Quotes Longley: ‘Though we deny them name and birth./Locked out from rhyme and lexicon/The ghosts still gather round our hearth/Whose bed and board makes up the whole -/Thief, murderer and clown - icon/And lares of the poet’s soul.’ (”To Derek Mahon”, re-entitled “Birthmarks”, in Poems 1963-1983, p.58; here 167; but see true title, in Longley, ‘Empty Holes [... &c.]’, IUR, 1994, infra.)

[ top ]

‘The Suburban Night: On Eavan Boland, Paul Durcan and Thomas McCarthy’, in Contemporary Irish Poetry, ed. ‘Andrews, Elmer Andrews (Dublin: Macmillan 1992), pp.168-93;

Rep. in Against Piety, p.169ff: Quotes Douglas Dunn: ‘A year or so ago Andrew Waterman wrote about Northern Irish poetry with that disagreeable English complacency against which MacDiarmid heckled for more than fifty years. Ulster, said Mr Waterman ... has a population and incidence of talent similar to, say, Coventry plus Wolverhampton’. Complacency and malice often go hand in hand; the latter is supposed to be excused by the former, not not having thought very hard about what is being considered. It is a state of mind which calculates exactly a means by [85] which mistaken assumptions and real blunders are not only disguised but perpetuated in the name of doing someone a disservice. “Ulster”, says Mr Waterman, “is saddled by history with a need to affect cultural “nationhood”. Why is that intended to be a derogatory remark? Mr Waterman is not able to ask the question Why. He has failed to notice that resistance to English cultural hegemony is among the determining factors of the work of, say, Seamus Heaney. / Mr Waterman’s attitude is one which would question the idea of an anthology of Northern Ireland poets. That is why I have referred to his article ‘Ulsterectomy’ His view are characteristic of present-day English deracination. “A writer born here”, he says, “or elsewhere in Ireland, suffers from the further contrainst of being expected to define exactly where he stands in relation to some or other concept of nationalism and cultural allegiance...’. Fortunately, he says, English writers are free of that - and I think he means they are above it, or that it is beneath them. But is it not an advantagne to a writer to be obliged to define himself against issues which involve the larger numbers instead of the mere models of self? In any case, have Heaney, Mahon, Longley, Paulin and others been as predictably “exact” in performing these definitions as he says? [/...]. No one espaces from history, or place, or nationality, and to try to do so into a theoretical Britishness probably makes the predicament of nationality worse.’ (Review of Ormsby, Poets from the North of Ireland, Blackstaff; in The Honest Ulsterman, No. 64, Sept. 1979/Jan. 1980, pp.85-88; pp.85-86. [Note Edna Longley’s reference to Andrew Waterman’s hysterical “Ulsterectomy” and the relieved response to it in some quarters ...’, in ‘Stars and Horses, Pigs and Trees’, The Crane Bag, 3, 2, 1979, p.474.]

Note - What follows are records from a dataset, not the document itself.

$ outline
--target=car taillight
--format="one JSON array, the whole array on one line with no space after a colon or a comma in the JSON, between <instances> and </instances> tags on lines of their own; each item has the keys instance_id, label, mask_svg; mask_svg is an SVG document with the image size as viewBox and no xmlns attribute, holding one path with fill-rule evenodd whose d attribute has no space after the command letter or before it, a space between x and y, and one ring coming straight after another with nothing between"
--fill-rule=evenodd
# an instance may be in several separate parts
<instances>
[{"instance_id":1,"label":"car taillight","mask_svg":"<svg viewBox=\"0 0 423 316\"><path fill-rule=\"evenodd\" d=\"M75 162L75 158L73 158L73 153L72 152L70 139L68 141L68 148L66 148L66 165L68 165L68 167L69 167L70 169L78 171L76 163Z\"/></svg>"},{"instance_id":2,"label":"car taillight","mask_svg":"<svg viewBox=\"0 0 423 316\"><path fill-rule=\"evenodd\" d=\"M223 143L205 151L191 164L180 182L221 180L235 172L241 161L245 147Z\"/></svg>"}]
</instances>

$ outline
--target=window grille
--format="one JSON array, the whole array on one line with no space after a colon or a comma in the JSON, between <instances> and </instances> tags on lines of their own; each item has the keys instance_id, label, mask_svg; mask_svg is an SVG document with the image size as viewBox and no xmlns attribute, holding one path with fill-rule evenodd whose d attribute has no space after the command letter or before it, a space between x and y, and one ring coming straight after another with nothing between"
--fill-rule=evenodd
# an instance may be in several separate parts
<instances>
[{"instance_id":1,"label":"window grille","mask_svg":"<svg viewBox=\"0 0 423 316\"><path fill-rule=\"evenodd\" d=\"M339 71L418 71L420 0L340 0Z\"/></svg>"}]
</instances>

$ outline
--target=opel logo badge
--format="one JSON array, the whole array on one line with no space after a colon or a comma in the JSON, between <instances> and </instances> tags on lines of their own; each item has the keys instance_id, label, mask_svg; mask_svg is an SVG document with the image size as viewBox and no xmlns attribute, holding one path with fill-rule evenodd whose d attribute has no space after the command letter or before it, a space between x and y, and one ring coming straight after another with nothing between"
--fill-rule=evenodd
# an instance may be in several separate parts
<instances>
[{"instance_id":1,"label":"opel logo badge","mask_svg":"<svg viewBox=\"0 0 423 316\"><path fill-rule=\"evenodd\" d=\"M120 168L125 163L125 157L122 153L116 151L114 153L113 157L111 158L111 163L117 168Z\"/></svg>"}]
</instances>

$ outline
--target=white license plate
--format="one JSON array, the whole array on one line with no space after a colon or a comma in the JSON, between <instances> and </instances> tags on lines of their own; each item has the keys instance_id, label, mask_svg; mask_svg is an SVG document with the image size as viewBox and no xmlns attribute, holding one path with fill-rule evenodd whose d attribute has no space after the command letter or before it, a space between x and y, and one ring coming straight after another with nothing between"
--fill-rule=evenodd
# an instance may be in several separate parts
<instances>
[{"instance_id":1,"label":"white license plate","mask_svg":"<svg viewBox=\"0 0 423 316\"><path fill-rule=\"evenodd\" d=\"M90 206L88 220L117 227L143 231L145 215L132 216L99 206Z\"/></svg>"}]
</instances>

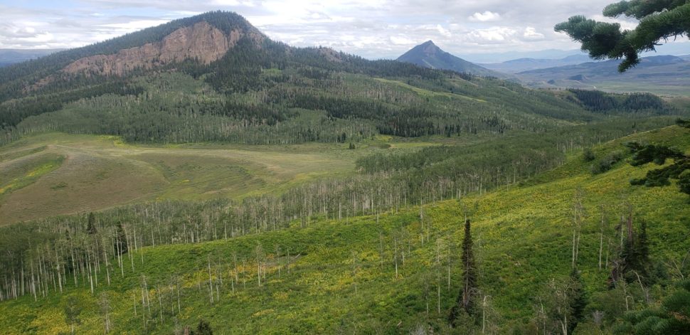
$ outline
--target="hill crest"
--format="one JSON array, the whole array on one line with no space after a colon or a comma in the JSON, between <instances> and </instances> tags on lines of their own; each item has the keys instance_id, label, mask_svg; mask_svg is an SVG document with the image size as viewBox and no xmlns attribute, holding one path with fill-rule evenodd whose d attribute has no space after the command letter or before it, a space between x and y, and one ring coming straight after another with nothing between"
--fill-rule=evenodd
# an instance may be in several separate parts
<instances>
[{"instance_id":1,"label":"hill crest","mask_svg":"<svg viewBox=\"0 0 690 335\"><path fill-rule=\"evenodd\" d=\"M429 40L420 44L398 58L400 62L411 63L419 66L434 69L450 70L475 75L504 78L503 74L482 68L460 57L444 51Z\"/></svg>"}]
</instances>

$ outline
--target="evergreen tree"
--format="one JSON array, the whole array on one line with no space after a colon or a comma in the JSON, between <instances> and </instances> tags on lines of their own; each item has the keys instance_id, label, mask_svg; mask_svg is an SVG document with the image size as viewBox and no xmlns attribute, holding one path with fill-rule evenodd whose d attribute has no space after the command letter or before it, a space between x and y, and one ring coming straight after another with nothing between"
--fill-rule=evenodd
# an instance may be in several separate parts
<instances>
[{"instance_id":1,"label":"evergreen tree","mask_svg":"<svg viewBox=\"0 0 690 335\"><path fill-rule=\"evenodd\" d=\"M211 324L202 319L196 326L196 331L190 331L189 334L190 335L213 335L213 330L211 328Z\"/></svg>"},{"instance_id":2,"label":"evergreen tree","mask_svg":"<svg viewBox=\"0 0 690 335\"><path fill-rule=\"evenodd\" d=\"M585 307L587 306L587 292L582 284L580 271L577 269L573 268L570 272L570 282L568 300L571 315L568 322L568 334L572 334L578 324L584 320Z\"/></svg>"},{"instance_id":3,"label":"evergreen tree","mask_svg":"<svg viewBox=\"0 0 690 335\"><path fill-rule=\"evenodd\" d=\"M124 228L122 227L122 223L117 223L116 233L117 236L115 237L115 250L117 250L117 252L119 252L120 255L125 254L128 250L128 248L127 235L124 233Z\"/></svg>"},{"instance_id":4,"label":"evergreen tree","mask_svg":"<svg viewBox=\"0 0 690 335\"><path fill-rule=\"evenodd\" d=\"M658 42L676 36L690 36L690 2L686 0L630 0L604 9L610 18L621 15L639 20L632 30L620 29L620 23L598 22L581 15L556 26L582 43L582 50L594 59L620 59L618 70L625 72L639 63L639 53L655 50Z\"/></svg>"},{"instance_id":5,"label":"evergreen tree","mask_svg":"<svg viewBox=\"0 0 690 335\"><path fill-rule=\"evenodd\" d=\"M465 239L462 240L462 289L457 297L457 302L450 312L450 321L455 325L455 320L460 313L472 315L474 312L474 295L477 292L477 267L474 253L472 251L472 233L469 220L465 221Z\"/></svg>"}]
</instances>

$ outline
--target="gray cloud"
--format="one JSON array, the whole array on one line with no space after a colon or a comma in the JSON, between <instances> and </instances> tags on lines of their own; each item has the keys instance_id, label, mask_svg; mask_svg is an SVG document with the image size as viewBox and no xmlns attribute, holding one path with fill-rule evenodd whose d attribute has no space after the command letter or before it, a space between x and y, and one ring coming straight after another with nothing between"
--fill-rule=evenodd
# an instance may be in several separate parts
<instances>
[{"instance_id":1,"label":"gray cloud","mask_svg":"<svg viewBox=\"0 0 690 335\"><path fill-rule=\"evenodd\" d=\"M69 1L68 1L69 2ZM67 8L0 5L0 48L70 48L211 10L236 11L275 40L394 58L433 40L452 53L578 45L553 31L576 14L603 19L612 0L72 0ZM609 19L610 20L610 19ZM617 20L625 28L634 21ZM684 42L686 41L684 40ZM690 53L689 50L688 53Z\"/></svg>"}]
</instances>

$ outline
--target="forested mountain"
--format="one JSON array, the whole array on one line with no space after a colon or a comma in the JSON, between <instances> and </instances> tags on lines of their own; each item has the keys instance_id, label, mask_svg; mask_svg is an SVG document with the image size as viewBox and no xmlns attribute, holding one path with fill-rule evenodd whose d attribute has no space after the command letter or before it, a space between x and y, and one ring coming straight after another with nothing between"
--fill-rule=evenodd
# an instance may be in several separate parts
<instances>
[{"instance_id":1,"label":"forested mountain","mask_svg":"<svg viewBox=\"0 0 690 335\"><path fill-rule=\"evenodd\" d=\"M4 68L0 78L4 142L44 130L134 142L343 142L376 133L543 132L603 117L568 94L290 47L225 12Z\"/></svg>"},{"instance_id":2,"label":"forested mountain","mask_svg":"<svg viewBox=\"0 0 690 335\"><path fill-rule=\"evenodd\" d=\"M398 57L398 60L411 63L425 68L450 70L474 75L505 77L505 75L502 73L492 71L460 57L451 55L441 50L432 41L427 41L410 49Z\"/></svg>"},{"instance_id":3,"label":"forested mountain","mask_svg":"<svg viewBox=\"0 0 690 335\"><path fill-rule=\"evenodd\" d=\"M0 333L686 333L689 102L467 66L218 11L0 68Z\"/></svg>"},{"instance_id":4,"label":"forested mountain","mask_svg":"<svg viewBox=\"0 0 690 335\"><path fill-rule=\"evenodd\" d=\"M625 73L617 70L620 60L585 62L577 65L530 70L517 73L536 87L600 89L619 92L690 94L690 62L673 55L642 58Z\"/></svg>"}]
</instances>

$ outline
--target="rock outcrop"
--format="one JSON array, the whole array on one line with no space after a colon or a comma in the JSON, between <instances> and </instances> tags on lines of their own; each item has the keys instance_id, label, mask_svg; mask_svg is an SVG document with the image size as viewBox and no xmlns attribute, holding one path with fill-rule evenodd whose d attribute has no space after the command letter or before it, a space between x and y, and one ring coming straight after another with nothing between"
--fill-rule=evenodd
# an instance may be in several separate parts
<instances>
[{"instance_id":1,"label":"rock outcrop","mask_svg":"<svg viewBox=\"0 0 690 335\"><path fill-rule=\"evenodd\" d=\"M206 21L177 29L160 42L123 49L112 55L85 57L67 65L66 73L123 75L137 68L149 69L186 59L208 64L223 57L243 36L256 43L264 36L258 31L233 30L228 36Z\"/></svg>"}]
</instances>

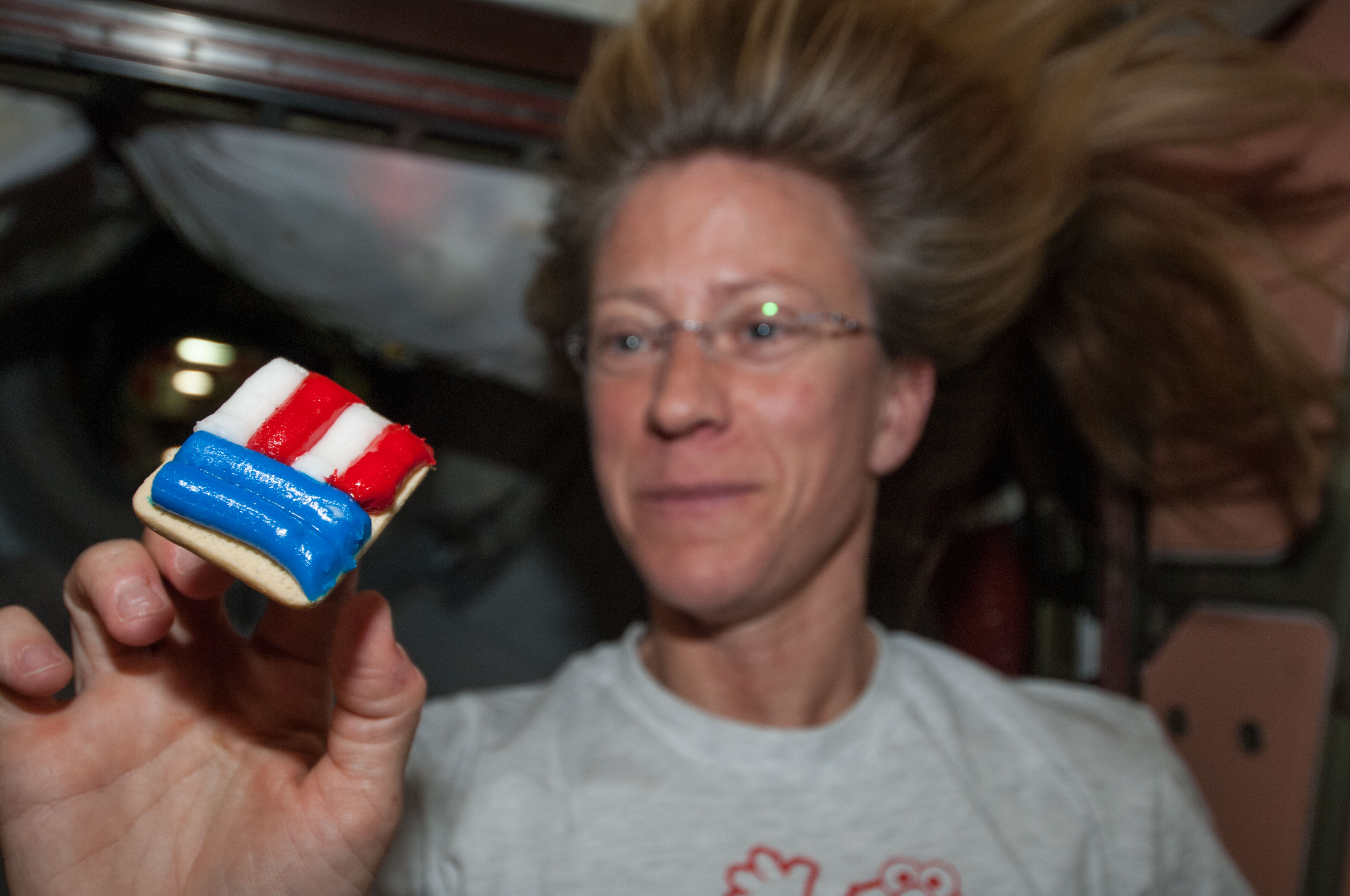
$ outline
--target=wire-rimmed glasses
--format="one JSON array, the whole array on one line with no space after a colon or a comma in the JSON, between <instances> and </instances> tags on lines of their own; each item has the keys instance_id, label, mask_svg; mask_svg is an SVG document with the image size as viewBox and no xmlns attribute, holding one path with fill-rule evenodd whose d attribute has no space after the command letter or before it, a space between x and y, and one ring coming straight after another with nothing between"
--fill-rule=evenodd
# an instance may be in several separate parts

‘From Some of Mahon’s poems, and Seamus Heaney’s, it is not only a question of “belonging” but of making escapes through the trap doors of poetry itself.’ (p.88.)

Quotes Roy McFadden: ‘Those who have lost a country, with a wound / In place of patria, can sail like winds / Among the isalnds and the continents/Flying, if any, only personal flags ...’ (”First Letter to an Irish Novelist”; here p.87.)